Several Sunnyside residents turned out for a public hearing Tuesday night at a Sunnyside Planning Commission meeting.
The public hearing allowed citizens to voice any concerns on the city's plan to re-zone 45 parcels of land inside Sunnyside city limits.
The 45 parcels of land equal approximately 196 acres of city property that are city parks, well locations, city offices, the library, the museum and locations of existing schools all within the corporate limits of the city of Sunnyside.
The city is proposing to change the existing zoning of these properties, from R-1, R-2 and M-1, to PF (public facilities).
Sunnyside City Associate Planner Jame Ayling told the commissioners the purpose of re-zoning the city properties is to get a more accurate count of property that is developable.

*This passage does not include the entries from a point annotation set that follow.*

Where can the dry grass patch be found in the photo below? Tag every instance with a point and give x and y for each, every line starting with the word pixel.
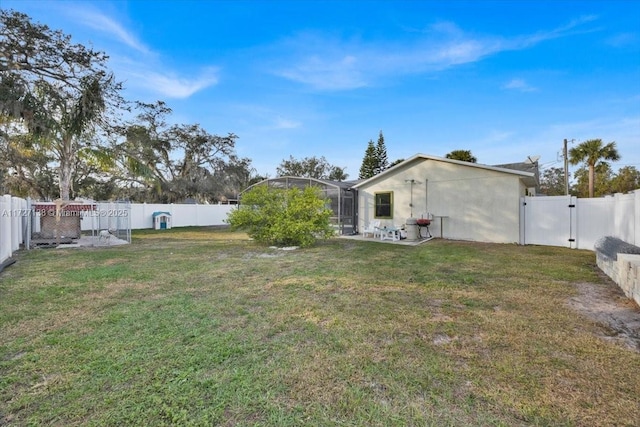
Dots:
pixel 204 327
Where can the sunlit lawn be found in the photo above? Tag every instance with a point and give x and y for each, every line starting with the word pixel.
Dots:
pixel 204 327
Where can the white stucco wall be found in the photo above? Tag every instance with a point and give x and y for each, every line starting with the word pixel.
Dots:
pixel 480 204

Most of the land is zoned R-1 or R-2, which means it is a residential zone even though houses will never be built in the park areas. Because these lands are considered residential, it limits what the city can claim in its Urban Growth Plan. By re-zoning the property to PF, this land would not count in the Urban Growth Plan.
One resident voiced his concern about the schools being zoned in with other businesses that have been there longer than the schools. He thought it was unfair to grandfather the schools in, which he said would give them as much say as a business that has been there much longer.
Another resident asked if the re-zoning would affect property values.
Ayling told him no, it wouldn't. He said if a person's property is next to a park, after it is re-zoned, it will still be a park.
"We have no hidden agenda," Ayling said. "Our ultimate goal is to get an accurate count of developmental property."
The commissioners accepted the recommendation by city staff to re-zone the properties. Next, the matter will go before the city council.